Mais qu'entends-je , qu'ouïs-je en ce salon trop blanc Une fraise soudain qui s'en prend à mes dents? De la douceur du fruit on ne parle plus guère La crème est oubliée sur la banquette arrière!
Je suis là, bouche bée, une serviette au cou Je déglutis un peu: mais quel drôle de goût! Et ce bruit lancinant qui ébranle ma tête Que faire, à quoi songer? Mais voyons, je suis bête!
Je n'ai plus qu'à rêver à la reine de mai La fraise des jardins qui hier soir embaumait L'espace préservé de ma fraîche cuisine Pendant que sans pitié, ici l'on me cuisine!
Je la vois enrobée de neigeuses collines Et j'oublie derechef le raffut des turbines Je la saupoudre enfin de sucre vanillé Et je ferme les yeux pour mieux la déguster!

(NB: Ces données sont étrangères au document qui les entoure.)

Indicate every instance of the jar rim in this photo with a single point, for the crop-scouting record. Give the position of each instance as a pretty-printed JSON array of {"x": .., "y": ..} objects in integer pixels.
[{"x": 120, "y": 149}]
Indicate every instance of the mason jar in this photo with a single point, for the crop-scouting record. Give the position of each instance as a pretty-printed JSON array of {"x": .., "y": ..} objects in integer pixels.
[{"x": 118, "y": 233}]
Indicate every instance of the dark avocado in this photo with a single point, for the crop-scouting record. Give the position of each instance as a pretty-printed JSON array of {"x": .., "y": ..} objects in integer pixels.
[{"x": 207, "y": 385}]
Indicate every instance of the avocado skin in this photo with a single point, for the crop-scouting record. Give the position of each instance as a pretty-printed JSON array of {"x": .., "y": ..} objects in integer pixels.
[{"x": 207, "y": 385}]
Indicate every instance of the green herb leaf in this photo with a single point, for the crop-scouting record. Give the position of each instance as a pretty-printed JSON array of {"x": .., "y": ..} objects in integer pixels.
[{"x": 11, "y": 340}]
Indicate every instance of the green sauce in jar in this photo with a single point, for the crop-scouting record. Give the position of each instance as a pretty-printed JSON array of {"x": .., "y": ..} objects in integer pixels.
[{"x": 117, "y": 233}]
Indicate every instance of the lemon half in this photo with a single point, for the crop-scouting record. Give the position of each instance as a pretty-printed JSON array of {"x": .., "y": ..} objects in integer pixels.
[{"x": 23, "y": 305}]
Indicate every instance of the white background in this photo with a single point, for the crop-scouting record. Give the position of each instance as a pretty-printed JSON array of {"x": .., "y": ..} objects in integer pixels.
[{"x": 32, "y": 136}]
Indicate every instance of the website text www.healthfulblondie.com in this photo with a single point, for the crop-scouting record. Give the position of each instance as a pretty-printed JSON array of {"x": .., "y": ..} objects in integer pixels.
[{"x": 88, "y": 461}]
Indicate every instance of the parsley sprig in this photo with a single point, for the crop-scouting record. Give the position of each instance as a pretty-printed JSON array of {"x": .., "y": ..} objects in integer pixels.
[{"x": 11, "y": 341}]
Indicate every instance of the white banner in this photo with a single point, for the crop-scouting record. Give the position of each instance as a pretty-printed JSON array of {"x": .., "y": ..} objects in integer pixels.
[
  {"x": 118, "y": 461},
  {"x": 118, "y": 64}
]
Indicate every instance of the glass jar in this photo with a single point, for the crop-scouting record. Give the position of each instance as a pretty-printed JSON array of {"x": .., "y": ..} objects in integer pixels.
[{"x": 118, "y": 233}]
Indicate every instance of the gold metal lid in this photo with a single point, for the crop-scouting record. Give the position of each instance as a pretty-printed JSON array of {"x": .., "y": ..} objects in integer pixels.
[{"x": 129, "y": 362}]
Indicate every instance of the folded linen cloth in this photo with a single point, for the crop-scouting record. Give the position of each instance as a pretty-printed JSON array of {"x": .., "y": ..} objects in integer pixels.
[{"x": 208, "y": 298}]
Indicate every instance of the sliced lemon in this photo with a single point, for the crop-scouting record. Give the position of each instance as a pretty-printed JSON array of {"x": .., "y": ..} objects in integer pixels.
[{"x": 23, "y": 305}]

Quoi, c’est déjà fini? Du fauteuil je m'extrais Et souris au docteur qui me dit stupéfait: Votre calme est parfait! Vous m'en voyez fort aise! -Ne vous étonnez pas: c'est à cause des fraises!
Le dentiste ébahi n’a jamais rien compris Mais m’a fait une fleur : j’ai payé moitié prix !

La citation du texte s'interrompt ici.